The second twist is that Dr. Staple is actually part of a secret society that seeks to suppress all superpowered individuals. Her primary approach is to convince them, through the meticulous charade of posing as a psychiatrist, that they are suffering from delusions of grandeur; the second is a laser-based lobotomy of sorts that removes their abilities; and the third is simply to kill the individuals. It seems that Shyamalan is potentially setting up for another movie where this Cult of Shamrock (they’re not named but they all have little cloverleaf’s tattooed on their wrists…) strikes back against numerous awakened powered individuals but I highly doubt that we’ll get that movie after the ending of this movie…
Which sees Dunn, Glass, and Kevin all dead.
When he finds out Glass caused the death of Kevin’s father, the Beast kills him with a simple strike. This is fair enough, I could cope with Glass dying after setting the Beast loose and revealing superhumans to the world. But then Split’s Casey (Anya Taylor-Joy), now seemingly somewhat attracted or at least empathetic towards the Horde, manages to suppress the Beast long enough for the Shamrock’s to plug him with a sniper bullet and kill him. That was something I definitely did not see coming; Glass spent most of his timing convincing the Beast to fight Dunn at the opening of some skyscraper so I expected him to plummet to his death in that battle; instead, he never make sit across the bloody car park before bleeding to death from a single sniper bullet!
But the absolute worst twist is that David, who was attacked by the Beast and weakened due to being partially drowned, is randomly drowned to death in a sodding puddle by some unknown grunt. He spends the majority of the movie doubting himself when he has no reason to, finally takes up the mantle of the Overseer once more, fights the Beast very briefly, and then is just choked to death by some randomer. Hardly the outcome I expected from this long-awaited sequel and, considering that the film ends with Joseph, Casey, and Elijah’s mother (Charlayne Woodard) posting all the footage online so the world is made aware of superhumans, it really makes you wonder what harm it would have Dunn to have had Dunn be the sole survivor and be faced with the prospect of a lot more superpowered people coming to light. Instead, it sees like Shyamalan wasted the last of his goodwill getting Willis and Jackson (but especially Willis) back for this movie and decided to scrub them all off and bring in some more reliable (or unknown) names for the next movie.
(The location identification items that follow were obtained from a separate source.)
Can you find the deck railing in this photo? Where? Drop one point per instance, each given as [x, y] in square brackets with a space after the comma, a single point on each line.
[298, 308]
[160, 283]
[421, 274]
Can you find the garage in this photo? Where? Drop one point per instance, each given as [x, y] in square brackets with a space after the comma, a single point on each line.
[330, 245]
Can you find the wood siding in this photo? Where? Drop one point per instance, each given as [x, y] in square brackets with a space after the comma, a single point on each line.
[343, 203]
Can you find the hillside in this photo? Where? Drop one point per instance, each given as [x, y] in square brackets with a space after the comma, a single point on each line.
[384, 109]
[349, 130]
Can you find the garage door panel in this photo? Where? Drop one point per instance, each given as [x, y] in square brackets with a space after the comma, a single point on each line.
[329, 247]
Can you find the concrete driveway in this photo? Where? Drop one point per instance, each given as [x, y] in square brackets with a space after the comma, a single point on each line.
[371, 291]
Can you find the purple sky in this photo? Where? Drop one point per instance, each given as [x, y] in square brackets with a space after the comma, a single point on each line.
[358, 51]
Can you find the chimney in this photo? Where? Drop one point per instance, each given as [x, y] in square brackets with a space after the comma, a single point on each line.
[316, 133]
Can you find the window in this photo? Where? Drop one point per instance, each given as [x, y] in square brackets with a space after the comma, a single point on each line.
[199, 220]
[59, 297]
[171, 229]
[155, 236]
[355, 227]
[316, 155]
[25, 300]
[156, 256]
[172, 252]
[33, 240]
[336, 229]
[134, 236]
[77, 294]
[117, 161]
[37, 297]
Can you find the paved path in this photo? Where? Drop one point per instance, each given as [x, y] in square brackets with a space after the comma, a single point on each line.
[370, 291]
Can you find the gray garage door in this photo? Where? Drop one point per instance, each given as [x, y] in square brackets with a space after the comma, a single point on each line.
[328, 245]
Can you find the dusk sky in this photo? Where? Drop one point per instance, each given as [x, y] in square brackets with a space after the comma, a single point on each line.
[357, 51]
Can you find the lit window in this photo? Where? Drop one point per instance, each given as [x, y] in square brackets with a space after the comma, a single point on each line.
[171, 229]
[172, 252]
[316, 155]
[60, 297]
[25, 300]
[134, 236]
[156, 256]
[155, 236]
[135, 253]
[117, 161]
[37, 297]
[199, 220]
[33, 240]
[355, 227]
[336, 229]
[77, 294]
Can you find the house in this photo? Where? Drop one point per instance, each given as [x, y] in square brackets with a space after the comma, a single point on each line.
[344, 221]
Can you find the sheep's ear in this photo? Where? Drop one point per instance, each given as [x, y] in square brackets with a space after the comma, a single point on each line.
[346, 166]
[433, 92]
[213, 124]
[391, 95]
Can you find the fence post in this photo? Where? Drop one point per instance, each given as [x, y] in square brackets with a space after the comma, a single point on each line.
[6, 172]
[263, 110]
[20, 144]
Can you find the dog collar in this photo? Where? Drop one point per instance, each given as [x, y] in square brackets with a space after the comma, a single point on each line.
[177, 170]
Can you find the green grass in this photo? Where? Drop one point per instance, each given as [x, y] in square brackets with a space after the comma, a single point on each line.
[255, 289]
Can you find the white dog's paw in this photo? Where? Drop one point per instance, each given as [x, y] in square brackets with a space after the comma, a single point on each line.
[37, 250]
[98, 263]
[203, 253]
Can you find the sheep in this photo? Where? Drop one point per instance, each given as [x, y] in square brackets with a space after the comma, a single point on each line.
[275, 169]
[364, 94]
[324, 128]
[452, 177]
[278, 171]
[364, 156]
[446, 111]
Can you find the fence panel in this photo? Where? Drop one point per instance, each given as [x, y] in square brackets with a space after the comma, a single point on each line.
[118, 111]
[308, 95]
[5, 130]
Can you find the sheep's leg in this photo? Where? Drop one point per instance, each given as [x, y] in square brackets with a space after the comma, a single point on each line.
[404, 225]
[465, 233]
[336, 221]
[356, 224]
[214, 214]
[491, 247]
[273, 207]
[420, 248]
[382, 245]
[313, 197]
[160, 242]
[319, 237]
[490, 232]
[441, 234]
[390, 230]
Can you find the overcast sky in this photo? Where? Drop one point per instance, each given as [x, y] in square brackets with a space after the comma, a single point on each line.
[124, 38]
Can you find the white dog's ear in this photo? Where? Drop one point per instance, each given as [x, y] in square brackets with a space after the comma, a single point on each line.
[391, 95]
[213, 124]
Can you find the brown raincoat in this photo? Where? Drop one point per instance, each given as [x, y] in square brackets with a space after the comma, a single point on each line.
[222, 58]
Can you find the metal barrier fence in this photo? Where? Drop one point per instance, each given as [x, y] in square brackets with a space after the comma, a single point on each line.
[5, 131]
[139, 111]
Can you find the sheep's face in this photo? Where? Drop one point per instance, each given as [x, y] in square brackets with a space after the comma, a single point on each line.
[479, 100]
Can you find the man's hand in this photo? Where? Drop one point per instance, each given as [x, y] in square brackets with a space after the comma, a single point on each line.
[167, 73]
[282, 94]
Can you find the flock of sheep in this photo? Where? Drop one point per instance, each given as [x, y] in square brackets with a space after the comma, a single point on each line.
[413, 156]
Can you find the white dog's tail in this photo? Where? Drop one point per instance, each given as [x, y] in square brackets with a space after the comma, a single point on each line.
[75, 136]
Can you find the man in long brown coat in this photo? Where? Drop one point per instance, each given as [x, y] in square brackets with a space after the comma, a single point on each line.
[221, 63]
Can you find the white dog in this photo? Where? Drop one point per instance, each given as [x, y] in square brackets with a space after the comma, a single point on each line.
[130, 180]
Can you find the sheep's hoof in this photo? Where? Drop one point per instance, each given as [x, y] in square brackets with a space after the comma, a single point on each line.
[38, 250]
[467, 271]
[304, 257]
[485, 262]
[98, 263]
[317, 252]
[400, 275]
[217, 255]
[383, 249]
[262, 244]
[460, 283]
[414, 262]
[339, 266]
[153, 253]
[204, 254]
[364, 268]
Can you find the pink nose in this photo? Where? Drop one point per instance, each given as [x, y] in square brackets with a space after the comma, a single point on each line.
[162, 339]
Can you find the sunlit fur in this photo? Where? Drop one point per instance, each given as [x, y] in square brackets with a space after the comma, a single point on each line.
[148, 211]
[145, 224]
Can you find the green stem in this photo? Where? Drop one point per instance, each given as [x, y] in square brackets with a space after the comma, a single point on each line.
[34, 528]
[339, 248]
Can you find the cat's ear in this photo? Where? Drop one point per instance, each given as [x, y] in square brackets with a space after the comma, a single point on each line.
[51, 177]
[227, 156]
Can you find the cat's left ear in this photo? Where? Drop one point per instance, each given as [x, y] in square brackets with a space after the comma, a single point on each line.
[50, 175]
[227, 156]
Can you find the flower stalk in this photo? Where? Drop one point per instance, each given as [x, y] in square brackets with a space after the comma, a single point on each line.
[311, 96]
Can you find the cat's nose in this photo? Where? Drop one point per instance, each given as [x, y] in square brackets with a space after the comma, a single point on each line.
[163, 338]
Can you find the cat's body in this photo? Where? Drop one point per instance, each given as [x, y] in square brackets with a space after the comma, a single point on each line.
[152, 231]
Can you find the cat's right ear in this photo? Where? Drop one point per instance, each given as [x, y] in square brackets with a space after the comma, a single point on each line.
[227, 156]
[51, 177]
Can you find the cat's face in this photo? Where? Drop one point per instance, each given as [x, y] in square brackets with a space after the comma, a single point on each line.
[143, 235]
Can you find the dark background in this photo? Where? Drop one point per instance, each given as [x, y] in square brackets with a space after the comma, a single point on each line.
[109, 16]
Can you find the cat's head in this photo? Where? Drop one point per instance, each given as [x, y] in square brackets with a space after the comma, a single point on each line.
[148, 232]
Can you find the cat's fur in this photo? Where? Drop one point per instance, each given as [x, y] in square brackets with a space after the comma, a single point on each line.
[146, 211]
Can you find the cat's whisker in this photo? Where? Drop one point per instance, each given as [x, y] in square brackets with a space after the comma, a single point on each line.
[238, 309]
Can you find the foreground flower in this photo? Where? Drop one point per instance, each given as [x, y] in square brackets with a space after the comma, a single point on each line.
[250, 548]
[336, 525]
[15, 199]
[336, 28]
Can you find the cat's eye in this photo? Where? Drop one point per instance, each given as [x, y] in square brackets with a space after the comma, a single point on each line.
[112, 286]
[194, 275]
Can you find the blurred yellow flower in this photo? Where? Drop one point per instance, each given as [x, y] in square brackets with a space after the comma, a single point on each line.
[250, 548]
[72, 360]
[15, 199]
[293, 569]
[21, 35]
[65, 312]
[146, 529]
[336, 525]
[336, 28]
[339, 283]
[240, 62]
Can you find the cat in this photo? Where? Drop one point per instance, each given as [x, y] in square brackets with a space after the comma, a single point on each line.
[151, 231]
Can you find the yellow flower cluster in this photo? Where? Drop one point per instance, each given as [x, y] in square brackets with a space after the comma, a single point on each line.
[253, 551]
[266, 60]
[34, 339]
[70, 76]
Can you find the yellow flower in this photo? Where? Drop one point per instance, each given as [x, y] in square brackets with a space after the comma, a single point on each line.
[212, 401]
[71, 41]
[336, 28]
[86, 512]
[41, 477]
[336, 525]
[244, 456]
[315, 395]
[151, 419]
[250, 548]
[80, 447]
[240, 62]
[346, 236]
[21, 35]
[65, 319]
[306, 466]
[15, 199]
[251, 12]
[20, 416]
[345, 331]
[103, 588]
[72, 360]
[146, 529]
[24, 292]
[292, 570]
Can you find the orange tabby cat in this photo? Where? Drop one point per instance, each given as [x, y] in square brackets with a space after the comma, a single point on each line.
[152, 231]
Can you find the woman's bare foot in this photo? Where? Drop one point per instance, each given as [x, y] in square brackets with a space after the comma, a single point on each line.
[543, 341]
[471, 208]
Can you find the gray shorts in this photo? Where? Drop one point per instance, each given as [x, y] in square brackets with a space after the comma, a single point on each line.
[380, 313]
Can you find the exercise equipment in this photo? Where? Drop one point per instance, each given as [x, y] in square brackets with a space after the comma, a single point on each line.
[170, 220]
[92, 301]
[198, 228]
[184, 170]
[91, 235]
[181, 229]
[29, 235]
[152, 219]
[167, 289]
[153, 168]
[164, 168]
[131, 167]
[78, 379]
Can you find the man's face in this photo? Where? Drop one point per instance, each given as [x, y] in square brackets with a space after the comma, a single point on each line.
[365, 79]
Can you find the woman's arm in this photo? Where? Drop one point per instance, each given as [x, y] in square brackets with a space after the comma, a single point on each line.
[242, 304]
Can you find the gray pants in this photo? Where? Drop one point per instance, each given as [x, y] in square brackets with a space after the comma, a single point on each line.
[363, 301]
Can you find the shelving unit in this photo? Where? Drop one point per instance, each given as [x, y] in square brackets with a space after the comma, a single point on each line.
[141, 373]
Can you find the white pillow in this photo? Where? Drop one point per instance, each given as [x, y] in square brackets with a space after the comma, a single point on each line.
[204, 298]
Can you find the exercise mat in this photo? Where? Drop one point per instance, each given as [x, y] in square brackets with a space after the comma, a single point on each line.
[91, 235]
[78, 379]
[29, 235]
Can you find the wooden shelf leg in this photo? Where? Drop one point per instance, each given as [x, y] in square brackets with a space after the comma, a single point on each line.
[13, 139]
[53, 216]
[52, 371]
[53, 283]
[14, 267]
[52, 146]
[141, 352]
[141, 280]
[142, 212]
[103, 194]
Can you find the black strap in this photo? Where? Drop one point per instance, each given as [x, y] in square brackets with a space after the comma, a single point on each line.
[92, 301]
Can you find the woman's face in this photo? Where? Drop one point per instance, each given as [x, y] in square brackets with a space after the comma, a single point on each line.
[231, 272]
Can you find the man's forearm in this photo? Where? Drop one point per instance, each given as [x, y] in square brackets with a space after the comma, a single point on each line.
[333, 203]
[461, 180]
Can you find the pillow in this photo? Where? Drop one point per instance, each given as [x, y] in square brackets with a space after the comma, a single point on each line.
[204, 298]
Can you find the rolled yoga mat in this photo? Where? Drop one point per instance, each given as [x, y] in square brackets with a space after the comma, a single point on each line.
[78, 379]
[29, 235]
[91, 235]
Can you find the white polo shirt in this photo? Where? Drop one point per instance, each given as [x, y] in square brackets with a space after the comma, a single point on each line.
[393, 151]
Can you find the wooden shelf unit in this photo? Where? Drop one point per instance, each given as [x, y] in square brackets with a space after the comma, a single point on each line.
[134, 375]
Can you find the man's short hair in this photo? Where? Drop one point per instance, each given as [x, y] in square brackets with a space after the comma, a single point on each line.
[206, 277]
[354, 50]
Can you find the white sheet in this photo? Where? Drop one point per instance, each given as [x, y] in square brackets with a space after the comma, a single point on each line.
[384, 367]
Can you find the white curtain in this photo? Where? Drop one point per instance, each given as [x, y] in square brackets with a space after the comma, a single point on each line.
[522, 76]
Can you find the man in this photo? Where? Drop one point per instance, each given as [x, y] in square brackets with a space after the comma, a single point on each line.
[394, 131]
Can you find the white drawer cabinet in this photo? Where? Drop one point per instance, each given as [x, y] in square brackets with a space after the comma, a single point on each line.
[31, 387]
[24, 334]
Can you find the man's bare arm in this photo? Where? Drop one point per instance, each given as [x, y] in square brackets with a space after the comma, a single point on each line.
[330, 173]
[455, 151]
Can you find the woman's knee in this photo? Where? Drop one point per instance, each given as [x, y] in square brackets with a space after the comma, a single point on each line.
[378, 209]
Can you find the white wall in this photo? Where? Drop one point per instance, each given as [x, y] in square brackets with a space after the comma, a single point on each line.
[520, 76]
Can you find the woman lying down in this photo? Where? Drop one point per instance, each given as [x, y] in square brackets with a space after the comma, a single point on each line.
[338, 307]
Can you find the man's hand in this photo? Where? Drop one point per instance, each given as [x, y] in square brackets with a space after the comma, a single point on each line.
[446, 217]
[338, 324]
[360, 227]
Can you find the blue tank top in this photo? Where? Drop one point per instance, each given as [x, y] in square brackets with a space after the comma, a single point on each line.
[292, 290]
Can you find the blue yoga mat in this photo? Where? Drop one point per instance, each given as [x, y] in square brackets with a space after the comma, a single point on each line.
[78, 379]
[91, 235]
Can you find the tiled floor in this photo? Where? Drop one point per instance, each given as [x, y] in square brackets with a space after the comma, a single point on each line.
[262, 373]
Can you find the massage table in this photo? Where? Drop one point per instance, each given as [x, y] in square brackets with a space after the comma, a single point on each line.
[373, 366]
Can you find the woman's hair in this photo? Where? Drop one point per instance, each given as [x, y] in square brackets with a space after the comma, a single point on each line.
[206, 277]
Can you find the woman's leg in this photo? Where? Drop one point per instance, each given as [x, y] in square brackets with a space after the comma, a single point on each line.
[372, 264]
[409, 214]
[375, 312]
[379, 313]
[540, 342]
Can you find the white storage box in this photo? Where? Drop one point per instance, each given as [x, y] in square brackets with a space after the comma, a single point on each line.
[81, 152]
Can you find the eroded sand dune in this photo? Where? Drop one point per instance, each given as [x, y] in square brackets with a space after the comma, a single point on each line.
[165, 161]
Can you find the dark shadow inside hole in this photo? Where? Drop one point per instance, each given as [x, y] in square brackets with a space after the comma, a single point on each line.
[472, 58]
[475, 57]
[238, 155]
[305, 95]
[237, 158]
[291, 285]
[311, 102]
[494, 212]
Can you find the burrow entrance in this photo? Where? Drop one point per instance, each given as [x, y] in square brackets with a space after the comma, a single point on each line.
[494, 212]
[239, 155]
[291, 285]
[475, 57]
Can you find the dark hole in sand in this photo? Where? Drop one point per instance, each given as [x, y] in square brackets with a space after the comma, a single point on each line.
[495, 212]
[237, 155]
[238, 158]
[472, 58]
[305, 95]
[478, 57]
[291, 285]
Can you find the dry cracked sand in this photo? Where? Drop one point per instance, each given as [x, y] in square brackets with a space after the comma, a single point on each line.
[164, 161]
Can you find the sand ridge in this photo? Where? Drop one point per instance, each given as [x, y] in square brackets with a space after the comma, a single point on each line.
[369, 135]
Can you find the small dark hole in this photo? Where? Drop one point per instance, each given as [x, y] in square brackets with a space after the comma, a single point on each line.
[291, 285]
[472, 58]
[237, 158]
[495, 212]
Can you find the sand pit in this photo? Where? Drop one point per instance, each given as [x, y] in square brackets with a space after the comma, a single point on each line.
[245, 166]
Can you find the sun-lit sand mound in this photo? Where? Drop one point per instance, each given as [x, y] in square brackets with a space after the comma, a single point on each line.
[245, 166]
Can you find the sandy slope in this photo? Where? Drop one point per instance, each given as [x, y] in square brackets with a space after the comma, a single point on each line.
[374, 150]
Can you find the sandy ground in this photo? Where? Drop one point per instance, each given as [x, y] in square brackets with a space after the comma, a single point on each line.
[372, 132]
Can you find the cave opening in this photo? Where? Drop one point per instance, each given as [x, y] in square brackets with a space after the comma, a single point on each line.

Glass is a mixed bag; it’s literally like three or four different movies all smashed together and it jumps across itself more often than Kevin cycles through his personalities! It starts off decent, wastes a lot of time in the middle, and then totally falls apart in the finale. Truly, this was a massive disappointment after such a long wait, and I don’t think anyone who was a fan of Unbreakable or Split will be satisfied with the way this film ends. It seems like Shyamalan was too concerned with subverting the superhero genre but we’ve seen that done numerous times, and he already did that in Unbreakable, and it causes Glass to get too bogged down with its own self-indulgence rather than expanding and exploring this universe in a natural, organic, and exciting (or, at least, interesting) way.